La baisse de la volatilité s’est reflétée dans un rebond marqué des prix des actifs sur l’ensemble des compartiments de marché. Dans la zone euro, les actifs risqués se sont largement redressés après les lourdes pertes subies à la suite de l’annonce du 2 avril relative aux droits de douane. À l’inverse, certains compartiments de marché américains, notamment le dollar et les bons du Trésor, n’ont pas complètement effacé leurs pertes. Les hausses de prix les plus fortes ont été observées pour le bitcoin et l’or. 

Deux principaux facteurs sont à l’origine du redressement des marchés d’actifs risqués de la zone euro et de la surperformance des actifs de la zone euro par rapport aux actifs américains. Le premier facteur tient à la réévaluation des perspectives macroéconomiques à court terme pour la zone euro depuis la précédente réunion de politique monétaire du Conseil des gouverneurs. Les données macroéconomiques pour la zone euro comme pour les États-Unis ont récemment surpris à la hausse, démentant la perspective d’une récession menaçant les deux régions. Les prévisions de Consensus Economics relatives à la croissance du PIB en volume de la zone euro en 2025, qui avaient été révisées à la baisse après l’annonce de droits de douane en avril, ont progressivement été révisées de nouveau à la hausse, l’impact économique potentiel des droits de douane étant actuellement jugé moins sévère que ce qui avait initialement été intégré dans les prix. Les anticipations de croissance pour 2026 demeurent nettement supérieures aux prévisions de 2025. En revanche, les anticipations relatives à la croissance aux États-Unis pour 2025 et 2026 ont été bien plus fortement révisées à la baisse, ce qui suggère que la croissance économique aux États-Unis serait plus durement touchée par les droits de douane que la croissance dans la zone euro. 

Le second facteur qui a soutenu les prix des actifs de la zone euro ces derniers mois relève d’une préférence croissante des investisseurs mondiaux pour une diversification internationale plus large au détriment des États-Unis. Les données provenant des fonds d’actions suggèrent que la zone euro tire profit du rééquilibrage des portefeuilles internationaux des investisseurs mondiaux. 
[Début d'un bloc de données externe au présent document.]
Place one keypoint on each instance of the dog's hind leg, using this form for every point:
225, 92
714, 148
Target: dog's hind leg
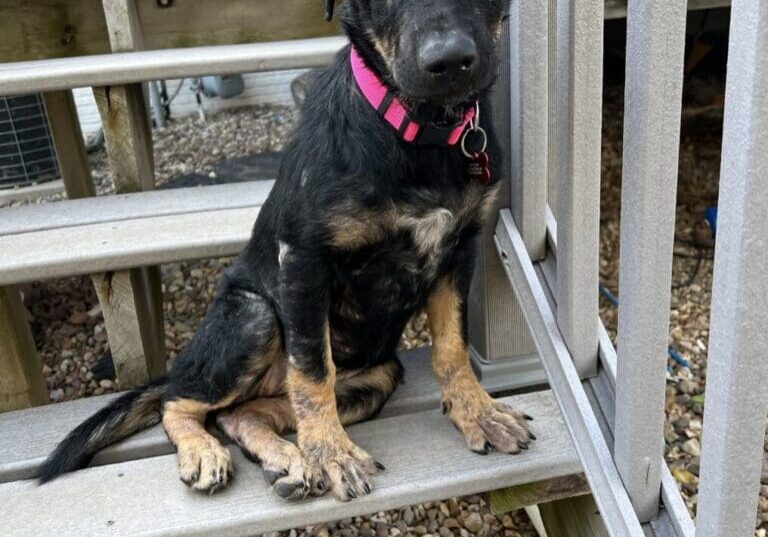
229, 357
256, 427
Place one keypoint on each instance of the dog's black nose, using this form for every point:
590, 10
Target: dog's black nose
448, 55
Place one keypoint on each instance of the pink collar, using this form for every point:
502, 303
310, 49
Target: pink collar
393, 111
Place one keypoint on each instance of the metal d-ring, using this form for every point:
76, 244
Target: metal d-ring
476, 128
L’attractivité croissante des actifs libellés en euros sur l’ensemble des compartiments de marché s’est reflétée dans les récentes évolutions du taux de change. Depuis le choc sur les droits de douane d’avril, le taux de change EUR/USD s’est découplé des différentiels de taux d’intérêt, en partie en raison d’une modification du comportement en matière de couverture. Historiquement, l’euro se déprécie vis-à-vis du dollar lorsque la volatilité sur les marchés des changes s’accroît. Ces trois derniers mois, toutefois, il s’est apprécié vis-à-vis du dollar lorsque la volatilité s’est accentuée, suggérant que l’euro, plutôt que le dollar, a récemment servi de valeur refuge. 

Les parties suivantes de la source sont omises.